Thursday, June 28, 2007

The Trim Bin #59


- There are two trailers I can't stop thinking about lately. The first, No Country For Old Men, is the Coen Brothers' adaptation of Cormac McCarthy's 2005 novel, looks to be a return to form after the bland, disappointing one-two punch of Intolerable Cruelty and The Ladykillers. I can't wait to see what the Coens do with McCarthy's stark prose - the trailer suggests their creepiest film since Blood Simple. The second is for another adaptation, Paul Thomas Anderson's There Will Be Blood (based on the Upton Sinclair novel Oil!). The pronounced similarity to Terrence Malick has been pointed out repeatedly, and the trailer is certainly filled with echoes of Days of Heaven (McCabe and Mrs. Miller, too). I'm intrigued that Anderson, who has always been a wiz with sound (few directors would hire Gary Rydstrom to mix a small-scale romantic comedy), has replaced bombast with silence. It's this stripped-down approach that connects the two trailers in my mind, as both suggest drastically new approaches for their respective makers. If the films are as powerful as their trailers, we're in for a memorable fall.

- The updated AFI list is no better or worse than the last one - it's nice to see Blade Runner and Nashville in there, and it's laughable that The Sixth Sense is apparently the greatest film of 1999 (the best moviegoing year in my lifetime thus far). There's nothing really wrong with the list itself - about a third of the films listed appear on my own top 100 - but it paints an extremely narrow picture of film history and culture. The AFI list is inherently less interesting than the Sight and Sound Top 10 or other lists, mostly because voters must choose from a preliminary list of 400 films that are at least partly chosen for their popularity.
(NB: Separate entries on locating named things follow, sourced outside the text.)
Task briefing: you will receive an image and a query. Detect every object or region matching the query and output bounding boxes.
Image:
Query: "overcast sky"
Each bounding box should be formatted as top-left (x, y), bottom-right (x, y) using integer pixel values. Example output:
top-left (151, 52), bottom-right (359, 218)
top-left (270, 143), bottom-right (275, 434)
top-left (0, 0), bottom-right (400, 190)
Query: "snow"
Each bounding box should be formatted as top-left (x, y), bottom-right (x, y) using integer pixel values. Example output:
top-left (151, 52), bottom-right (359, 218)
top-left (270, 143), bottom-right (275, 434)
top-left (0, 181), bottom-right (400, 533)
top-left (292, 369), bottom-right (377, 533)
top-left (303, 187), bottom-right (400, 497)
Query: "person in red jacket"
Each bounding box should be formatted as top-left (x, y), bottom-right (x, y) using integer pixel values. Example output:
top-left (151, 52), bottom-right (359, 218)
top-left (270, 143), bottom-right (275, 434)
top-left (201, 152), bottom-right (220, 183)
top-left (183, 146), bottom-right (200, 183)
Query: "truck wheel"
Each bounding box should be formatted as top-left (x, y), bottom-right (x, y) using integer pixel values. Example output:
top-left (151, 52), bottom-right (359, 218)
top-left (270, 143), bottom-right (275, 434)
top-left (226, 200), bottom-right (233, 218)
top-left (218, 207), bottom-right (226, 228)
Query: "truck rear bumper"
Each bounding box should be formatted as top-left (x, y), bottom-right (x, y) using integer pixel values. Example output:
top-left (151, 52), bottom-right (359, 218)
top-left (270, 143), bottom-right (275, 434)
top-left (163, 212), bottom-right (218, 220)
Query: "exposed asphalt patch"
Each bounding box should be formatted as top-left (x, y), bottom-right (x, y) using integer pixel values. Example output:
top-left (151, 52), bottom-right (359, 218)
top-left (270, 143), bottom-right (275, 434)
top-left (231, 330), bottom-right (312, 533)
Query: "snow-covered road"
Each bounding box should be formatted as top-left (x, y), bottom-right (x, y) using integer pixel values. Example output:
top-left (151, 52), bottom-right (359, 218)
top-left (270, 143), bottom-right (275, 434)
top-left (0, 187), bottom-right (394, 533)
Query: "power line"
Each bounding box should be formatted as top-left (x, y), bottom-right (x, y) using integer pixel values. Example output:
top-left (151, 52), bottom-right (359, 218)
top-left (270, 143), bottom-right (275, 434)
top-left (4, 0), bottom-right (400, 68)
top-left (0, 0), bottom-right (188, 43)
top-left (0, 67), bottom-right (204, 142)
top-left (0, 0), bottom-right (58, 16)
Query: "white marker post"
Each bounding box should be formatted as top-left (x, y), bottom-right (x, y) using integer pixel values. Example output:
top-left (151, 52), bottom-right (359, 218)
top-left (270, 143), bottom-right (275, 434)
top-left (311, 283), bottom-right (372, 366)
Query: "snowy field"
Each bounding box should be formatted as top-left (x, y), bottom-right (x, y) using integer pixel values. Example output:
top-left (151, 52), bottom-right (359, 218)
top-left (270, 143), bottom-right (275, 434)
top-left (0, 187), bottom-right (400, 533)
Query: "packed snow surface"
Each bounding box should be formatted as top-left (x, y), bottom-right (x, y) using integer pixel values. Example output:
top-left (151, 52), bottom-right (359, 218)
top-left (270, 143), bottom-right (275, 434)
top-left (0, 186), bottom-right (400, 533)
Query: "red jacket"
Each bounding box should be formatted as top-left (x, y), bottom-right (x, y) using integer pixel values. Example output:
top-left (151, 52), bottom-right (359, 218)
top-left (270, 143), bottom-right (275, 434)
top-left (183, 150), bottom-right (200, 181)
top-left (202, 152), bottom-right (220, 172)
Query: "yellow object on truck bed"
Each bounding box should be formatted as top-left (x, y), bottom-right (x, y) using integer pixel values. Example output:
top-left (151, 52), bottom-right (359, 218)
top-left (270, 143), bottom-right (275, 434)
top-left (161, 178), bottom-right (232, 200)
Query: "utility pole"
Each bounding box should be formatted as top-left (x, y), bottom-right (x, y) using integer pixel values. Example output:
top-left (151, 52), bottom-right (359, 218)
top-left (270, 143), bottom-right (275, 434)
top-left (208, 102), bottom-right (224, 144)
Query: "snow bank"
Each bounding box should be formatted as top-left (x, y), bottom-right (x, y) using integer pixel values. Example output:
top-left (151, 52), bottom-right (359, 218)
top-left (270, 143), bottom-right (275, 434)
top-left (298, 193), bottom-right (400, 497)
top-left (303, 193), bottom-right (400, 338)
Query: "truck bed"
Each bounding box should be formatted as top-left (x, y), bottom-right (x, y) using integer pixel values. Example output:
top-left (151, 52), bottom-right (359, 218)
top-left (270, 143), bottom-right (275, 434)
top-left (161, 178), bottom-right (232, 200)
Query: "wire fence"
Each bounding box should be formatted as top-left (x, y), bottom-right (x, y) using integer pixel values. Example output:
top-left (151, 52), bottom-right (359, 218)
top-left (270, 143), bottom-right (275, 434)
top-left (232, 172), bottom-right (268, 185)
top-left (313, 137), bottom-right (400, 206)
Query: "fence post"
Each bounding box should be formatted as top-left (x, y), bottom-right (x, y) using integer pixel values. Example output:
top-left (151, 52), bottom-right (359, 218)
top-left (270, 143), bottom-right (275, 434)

Where other lists are meant to provoke discussion, this one is meant to generate nostalgia and boost DVD sales. Add to this the AFI's stupid insistence on an American-only list because the word "American" appears in their name, and you have a list that is purposefully anti-eclectic. It sucked in 1998, it sucks now, and it will suck ten years from now (or nine, as the AFI apparently cannot count to ten). Case closed.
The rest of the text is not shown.